Use scikit learning on single node. Very simple solution. but since scikit leanring load the data still in memory. If the note is faster enough(driver), we can get a good performance as well.
To solve deep learning problem. we have two work around methods.
Apply keras, tensorflow on single node with GPU acceleration(Recommend by databricks).
Distribute Training. It might be slower than on the single node because of communication overhead. There are two frameworks used for distribute training. Horovod and Apache SystemML. I’ve never use Horovod, but you can find information here. As to SystemML, it is more like a wrapper for high level API and provide cluster optimizer which parses the code into spark RDD(live variable analysis, propagate stats, rewrite by matrix decomposition and runtime instruction). From the official website, we know it is much faster than MLLib and native R. The problem is it didn’t update anymore since 2017.
# Create and save a single-hidden-layer Keras model for binary classification# NOTE: In a typical workflow, we'd train the model before exporting it to disk,# but we skip that step here for brevity
model = Sequential()
model.add(Dense(units=20, input_shape=[num_features], activation='relu'))
model.add(Dense(units=1, activation='sigmoid'))
model_path = "/tmp/simple-binary-classification"
model.save(model_path)
transformer = KerasTransformer(inputCol="features", outputCol="predictions", modelFile=model_path)
It seems no perfect solution for machine learning in spark, right? Don’t forget we have other time costing jobs: hyper parameters configuration and validation. We can run same model with different hyper parameters on different nodes using paramMap which similar to grid search or random search.
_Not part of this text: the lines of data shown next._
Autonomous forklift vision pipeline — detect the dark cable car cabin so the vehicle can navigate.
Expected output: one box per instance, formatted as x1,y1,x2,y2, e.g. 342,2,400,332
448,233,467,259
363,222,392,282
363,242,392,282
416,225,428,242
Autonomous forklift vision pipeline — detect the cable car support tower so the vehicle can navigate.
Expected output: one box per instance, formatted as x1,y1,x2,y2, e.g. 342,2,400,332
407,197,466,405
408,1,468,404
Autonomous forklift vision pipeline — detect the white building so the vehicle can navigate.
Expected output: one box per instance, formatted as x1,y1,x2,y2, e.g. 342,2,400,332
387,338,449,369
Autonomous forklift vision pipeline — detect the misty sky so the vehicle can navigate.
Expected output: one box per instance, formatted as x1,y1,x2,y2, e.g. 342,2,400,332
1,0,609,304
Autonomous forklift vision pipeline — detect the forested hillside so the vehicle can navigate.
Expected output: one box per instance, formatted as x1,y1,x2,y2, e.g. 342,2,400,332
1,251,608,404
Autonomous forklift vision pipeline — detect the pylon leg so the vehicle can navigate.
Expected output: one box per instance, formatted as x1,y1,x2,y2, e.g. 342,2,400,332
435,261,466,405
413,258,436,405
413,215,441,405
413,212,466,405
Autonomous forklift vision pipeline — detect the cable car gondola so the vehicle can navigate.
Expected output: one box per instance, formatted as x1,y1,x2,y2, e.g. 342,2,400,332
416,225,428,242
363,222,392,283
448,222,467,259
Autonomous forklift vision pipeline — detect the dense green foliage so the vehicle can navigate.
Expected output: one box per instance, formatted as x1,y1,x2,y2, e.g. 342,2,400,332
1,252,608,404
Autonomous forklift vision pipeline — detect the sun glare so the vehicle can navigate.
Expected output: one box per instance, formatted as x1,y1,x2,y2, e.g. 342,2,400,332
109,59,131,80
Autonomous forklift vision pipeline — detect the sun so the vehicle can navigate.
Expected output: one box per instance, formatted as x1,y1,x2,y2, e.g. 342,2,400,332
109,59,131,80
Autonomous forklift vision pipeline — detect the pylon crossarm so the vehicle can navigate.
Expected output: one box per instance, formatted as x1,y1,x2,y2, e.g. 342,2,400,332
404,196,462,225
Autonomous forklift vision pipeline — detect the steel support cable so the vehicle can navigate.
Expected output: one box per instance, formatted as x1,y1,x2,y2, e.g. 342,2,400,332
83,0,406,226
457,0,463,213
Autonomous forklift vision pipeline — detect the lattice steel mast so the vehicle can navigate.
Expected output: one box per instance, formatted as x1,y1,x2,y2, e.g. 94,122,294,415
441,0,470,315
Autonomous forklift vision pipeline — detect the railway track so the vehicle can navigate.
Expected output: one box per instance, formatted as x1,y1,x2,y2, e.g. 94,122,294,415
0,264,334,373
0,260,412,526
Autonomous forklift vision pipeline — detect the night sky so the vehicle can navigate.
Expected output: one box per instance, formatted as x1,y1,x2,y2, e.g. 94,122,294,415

from pyspark.ml.tuning import CrossValidator, ParamGridBuilder
paramGrid = ParamGridBuilder().addGrid(lr.maxIter, [10, 100, 1000]).addGrid(lr.regParam, [0.1, 0.01]).build()
crossval = CrossValidator(estimator=pipeline,
estimatorParamMaps=paramGrid,
evaluator=RegressionEvaluator(),
numFolds=2) # use 3+ folds in practice
cvModel = crossval.fit(training)
There might be someone saying: why we don’t use MPI? The answer is simple, too complex. Although it can gain the perfect performance, and you can do whatever you want even running distributed GPU + CPU codes, there are too many things we need to manually configuration on low level API without fail tolerance.
In conclusion, we can utilize spark for ELT and training/ validation model to maximize the performance(it did really well for these works). But until now, we still need third frameworks to help us do deep learning or machine learning tasks on single strong node.